No idea. I don't know anyone who uses vi. Here's a web page:

Other Editors

The possibilities are limitless, but I'm not sure how to integrate with other editors. The ispell format is compatible with aspell as well, and I'm sure almost any text editor worth using allows you to point to a custom dictionary.

Example Formatting and Indentation

Eventually, this material will be able to reference material that can be compiled and tested as a part of the build. In the meantime, the authors are still copying examples and code directly into the Asciidoc. One challenge is formatting and indentation for Code samples.

The following approach is used in Emacs to make sure that all code examples are properly indented and formatted:

  • Select a region that contains code to be indented. Usually this is an example or a program listing.

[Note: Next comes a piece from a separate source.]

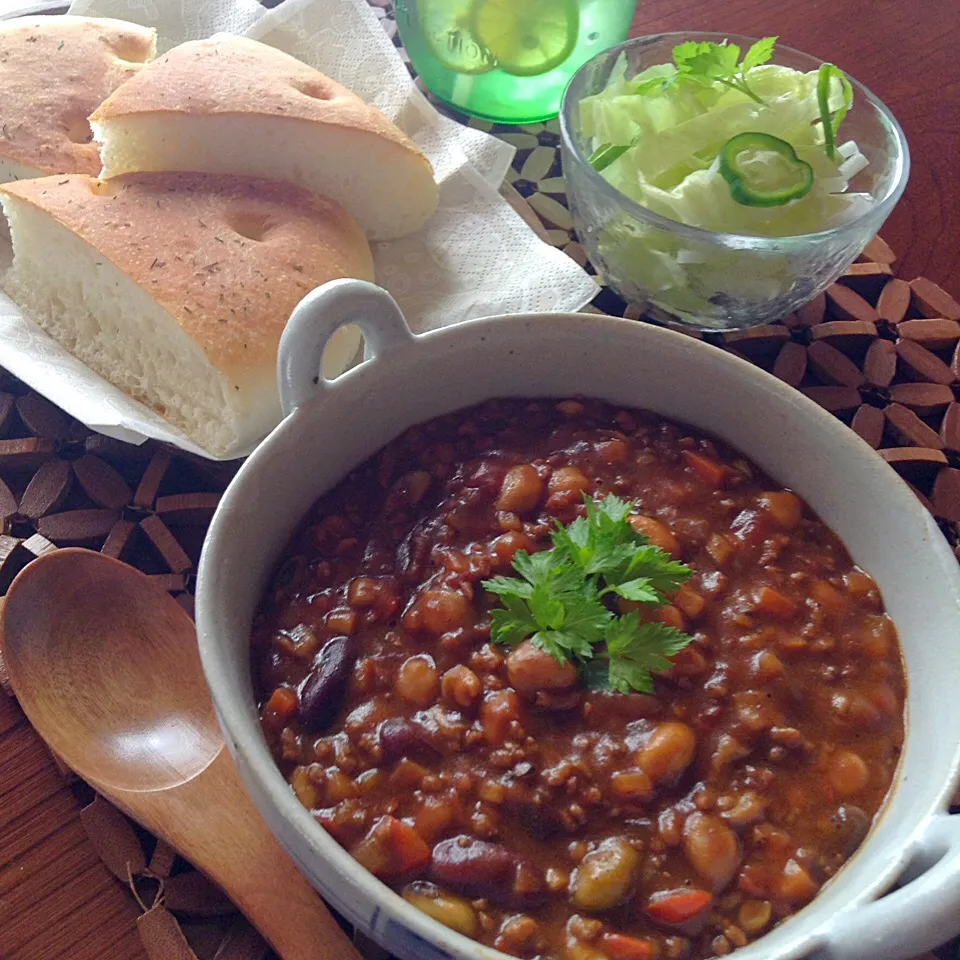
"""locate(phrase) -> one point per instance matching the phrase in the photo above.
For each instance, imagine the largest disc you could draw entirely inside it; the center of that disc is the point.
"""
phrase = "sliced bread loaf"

  • Narrow your buffer to contain just this code. (Note that narrowing your buffer is a bit risky, use this option with care.)

  • Change to the appropriate mode for you code sample. If you are dealing with an XML sample, use "xml-mode". If you are working with Java, use "java-mode".

  • With the region still selected, execute "indent-region".

In general, our code samples must fit within 80 characters to render properly in a PDF.